Citations to Yuan's papers

No direct citation to any of Y1–Y6 found in bibliography.

Overlap with Y1–Y6

Y4 (Grover + ADMM for cardinality-constrained BO) — primary overlap: Y4's algorithm relies on Grover rotations over a structured feasible space (cardinality-k n-bit strings, size C(n,k)) with total query cost O(√(C(n,k)/M)). The dominant per-rotation hardware cost is the diffusion over the full n-qubit register. Burke–Mc Goldrick replace that global diffusion with local partial diffusers over register partitions, at ≤9% extra oracle queries. In Y4's Grover-subroutine inner loop this could directly translate to 50–95% non-oracle depth reduction for the cardinality-feasible-space search, especially on heavy-hex topology (which Y4 is very likely to target since IBM Heron is Yuan's hardware of choice in Y6). Caveat: the partition-factoring condition |x⟩ = ⊗_i |x_i⟩ is trivial for unstructured search; adapting it to cardinality-constrained Grover (where the marked states live on a cardinality-k shell) requires checking whether the initial cardinality-preserving state can be written as a tensor product across some partition — generally it cannot, which is a nontrivial conceptual hurdle worth investigating.
Y1 & Y3 (QAOA warm-starting and DGMVP) — tangential: No direct method link; QAOA is not Grover-structured. However the general philosophy of reducing non-oracle/non-cost-Hamiltonian global operators in favour of local structure aligns with parameter/compilation efficiency work. The "scalar reduction on exponentially growing subspaces" analysis style is potentially portable to QAOA trajectories.
Y2 (quasi-binary QAOA) — no direct overlap.
Y5 (Gibbs + Pauli sparsity SDP) — no direct overlap.
Y6 (PBR on Heron2) — hardware scope only: Both target NISQ superconducting hardware; Burke–Mc Goldrick's heavy-hex depth numbers are directly relevant to what Yuan's group runs on Heron.

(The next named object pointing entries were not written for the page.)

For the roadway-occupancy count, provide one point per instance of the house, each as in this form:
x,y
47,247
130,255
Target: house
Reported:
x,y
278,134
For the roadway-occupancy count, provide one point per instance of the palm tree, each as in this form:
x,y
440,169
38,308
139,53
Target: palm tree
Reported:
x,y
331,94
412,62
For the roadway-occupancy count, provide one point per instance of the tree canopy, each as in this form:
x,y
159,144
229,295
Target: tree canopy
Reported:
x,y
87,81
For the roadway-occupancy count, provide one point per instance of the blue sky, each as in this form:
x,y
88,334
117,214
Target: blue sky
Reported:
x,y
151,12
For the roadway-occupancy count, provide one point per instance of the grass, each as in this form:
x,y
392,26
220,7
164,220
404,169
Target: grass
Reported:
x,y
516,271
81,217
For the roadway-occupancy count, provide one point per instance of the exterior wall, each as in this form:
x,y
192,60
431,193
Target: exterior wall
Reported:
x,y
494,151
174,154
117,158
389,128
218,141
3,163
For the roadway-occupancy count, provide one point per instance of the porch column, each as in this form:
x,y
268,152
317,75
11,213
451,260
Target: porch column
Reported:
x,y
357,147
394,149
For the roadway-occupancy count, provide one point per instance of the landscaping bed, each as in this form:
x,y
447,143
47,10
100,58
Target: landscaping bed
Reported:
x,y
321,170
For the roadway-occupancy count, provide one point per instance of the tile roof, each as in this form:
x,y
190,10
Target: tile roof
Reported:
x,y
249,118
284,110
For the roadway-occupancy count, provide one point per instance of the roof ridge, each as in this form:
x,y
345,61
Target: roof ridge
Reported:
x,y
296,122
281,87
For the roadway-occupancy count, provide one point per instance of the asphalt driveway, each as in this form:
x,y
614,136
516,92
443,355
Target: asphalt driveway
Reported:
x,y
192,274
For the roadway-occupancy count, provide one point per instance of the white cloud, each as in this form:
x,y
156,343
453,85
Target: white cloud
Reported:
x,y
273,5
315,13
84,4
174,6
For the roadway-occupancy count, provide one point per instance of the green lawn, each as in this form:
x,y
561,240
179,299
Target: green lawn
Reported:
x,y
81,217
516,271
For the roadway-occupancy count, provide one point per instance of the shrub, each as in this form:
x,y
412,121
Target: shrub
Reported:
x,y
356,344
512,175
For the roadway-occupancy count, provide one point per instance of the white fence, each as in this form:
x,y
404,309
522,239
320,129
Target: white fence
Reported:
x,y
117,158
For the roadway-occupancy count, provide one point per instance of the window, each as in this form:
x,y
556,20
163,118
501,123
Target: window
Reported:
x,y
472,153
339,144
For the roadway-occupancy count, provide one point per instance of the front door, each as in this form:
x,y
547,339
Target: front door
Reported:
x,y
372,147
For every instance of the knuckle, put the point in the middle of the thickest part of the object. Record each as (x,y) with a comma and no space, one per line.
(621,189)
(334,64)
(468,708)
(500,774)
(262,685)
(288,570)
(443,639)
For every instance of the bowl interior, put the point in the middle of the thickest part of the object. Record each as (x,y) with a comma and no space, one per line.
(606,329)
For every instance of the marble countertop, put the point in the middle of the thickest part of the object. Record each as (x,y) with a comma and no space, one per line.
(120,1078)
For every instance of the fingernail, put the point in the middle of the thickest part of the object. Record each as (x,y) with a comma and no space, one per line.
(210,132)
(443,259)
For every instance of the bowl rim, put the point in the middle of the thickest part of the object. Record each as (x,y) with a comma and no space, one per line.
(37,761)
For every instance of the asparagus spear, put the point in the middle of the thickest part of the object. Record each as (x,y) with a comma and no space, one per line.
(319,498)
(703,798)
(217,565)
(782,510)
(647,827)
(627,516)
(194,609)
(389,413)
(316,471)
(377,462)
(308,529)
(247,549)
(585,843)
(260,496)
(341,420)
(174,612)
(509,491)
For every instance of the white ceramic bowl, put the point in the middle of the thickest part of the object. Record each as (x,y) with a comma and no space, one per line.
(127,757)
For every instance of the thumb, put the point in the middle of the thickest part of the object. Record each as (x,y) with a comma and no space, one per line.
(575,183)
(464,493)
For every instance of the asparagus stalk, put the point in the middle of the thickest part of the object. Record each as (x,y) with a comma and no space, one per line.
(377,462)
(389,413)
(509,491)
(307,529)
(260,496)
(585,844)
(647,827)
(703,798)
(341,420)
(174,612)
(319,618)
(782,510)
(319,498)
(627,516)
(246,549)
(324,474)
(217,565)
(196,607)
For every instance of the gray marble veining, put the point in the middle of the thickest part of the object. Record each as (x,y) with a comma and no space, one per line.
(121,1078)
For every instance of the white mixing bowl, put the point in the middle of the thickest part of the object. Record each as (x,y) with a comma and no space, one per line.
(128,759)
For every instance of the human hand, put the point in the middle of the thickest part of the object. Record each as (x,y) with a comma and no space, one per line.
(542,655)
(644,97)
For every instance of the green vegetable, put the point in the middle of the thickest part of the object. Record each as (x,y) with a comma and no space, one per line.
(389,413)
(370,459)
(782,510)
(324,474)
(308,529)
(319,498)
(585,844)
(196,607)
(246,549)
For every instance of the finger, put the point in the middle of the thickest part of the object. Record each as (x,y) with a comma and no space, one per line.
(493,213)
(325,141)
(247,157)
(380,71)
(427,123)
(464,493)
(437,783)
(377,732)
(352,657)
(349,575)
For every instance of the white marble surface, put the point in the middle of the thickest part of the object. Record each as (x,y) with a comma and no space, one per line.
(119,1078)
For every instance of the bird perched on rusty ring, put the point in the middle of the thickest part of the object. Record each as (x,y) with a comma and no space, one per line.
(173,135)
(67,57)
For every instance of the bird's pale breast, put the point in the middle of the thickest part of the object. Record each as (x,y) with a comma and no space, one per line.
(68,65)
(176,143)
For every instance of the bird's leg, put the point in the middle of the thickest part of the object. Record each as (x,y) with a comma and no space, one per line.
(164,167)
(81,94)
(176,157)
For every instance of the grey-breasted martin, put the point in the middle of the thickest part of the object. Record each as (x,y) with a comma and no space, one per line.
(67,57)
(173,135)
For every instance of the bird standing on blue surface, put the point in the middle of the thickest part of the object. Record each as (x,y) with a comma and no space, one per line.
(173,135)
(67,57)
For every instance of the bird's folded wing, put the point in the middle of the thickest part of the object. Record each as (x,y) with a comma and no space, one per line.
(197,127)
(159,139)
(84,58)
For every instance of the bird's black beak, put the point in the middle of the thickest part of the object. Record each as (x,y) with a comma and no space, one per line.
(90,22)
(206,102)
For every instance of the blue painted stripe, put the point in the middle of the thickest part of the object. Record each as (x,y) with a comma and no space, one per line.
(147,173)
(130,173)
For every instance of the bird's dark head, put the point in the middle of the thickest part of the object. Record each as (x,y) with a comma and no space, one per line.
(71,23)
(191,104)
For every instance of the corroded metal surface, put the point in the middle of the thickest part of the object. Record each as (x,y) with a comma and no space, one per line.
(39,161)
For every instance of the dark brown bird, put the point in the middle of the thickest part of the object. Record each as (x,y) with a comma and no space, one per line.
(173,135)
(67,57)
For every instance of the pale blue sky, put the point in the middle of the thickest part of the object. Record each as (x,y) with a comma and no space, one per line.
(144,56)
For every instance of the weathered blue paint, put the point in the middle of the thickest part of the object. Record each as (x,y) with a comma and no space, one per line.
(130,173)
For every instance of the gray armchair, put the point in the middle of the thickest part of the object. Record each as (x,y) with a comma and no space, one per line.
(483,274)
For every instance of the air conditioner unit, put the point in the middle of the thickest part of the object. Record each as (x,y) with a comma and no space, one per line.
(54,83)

Recommended action for Yuan

Adapt to Y4 follow-up. The most tangible opportunity: investigate whether the recursive local-diffusion scheme extends to cardinality-constrained Grover. Key question — does the Dicke-state (or symmetric superposition on the cardinality-k shell) admit a tensor-product decomposition over some block partition? If not exactly, is there an approximate factorisation that preserves the quadratic speedup within an acceptable overhead? Concrete next step: write a one-page analysis applying the W_i recursion to the Dicke-state initial condition used in Y4.
Cite on next Y4 revision. Even without direct adaptation, this is the state of the art on "Grover with local diffusion" as of April 2026 — any future Y4 experimental section implementing Grover rotations on heavy-hex hardware should cite Burke–Mc Goldrick when discussing diffusion-circuit depth.
Read deeper before adapting. The proof of the principal-angle degeneracy is the paper's technical core; Yuan should read Sec. algorithm/proof.tex carefully before building on the scheme, since the degeneracy is what makes the scalar recursion tractable and is also likely what breaks in structured-subspace generalisations.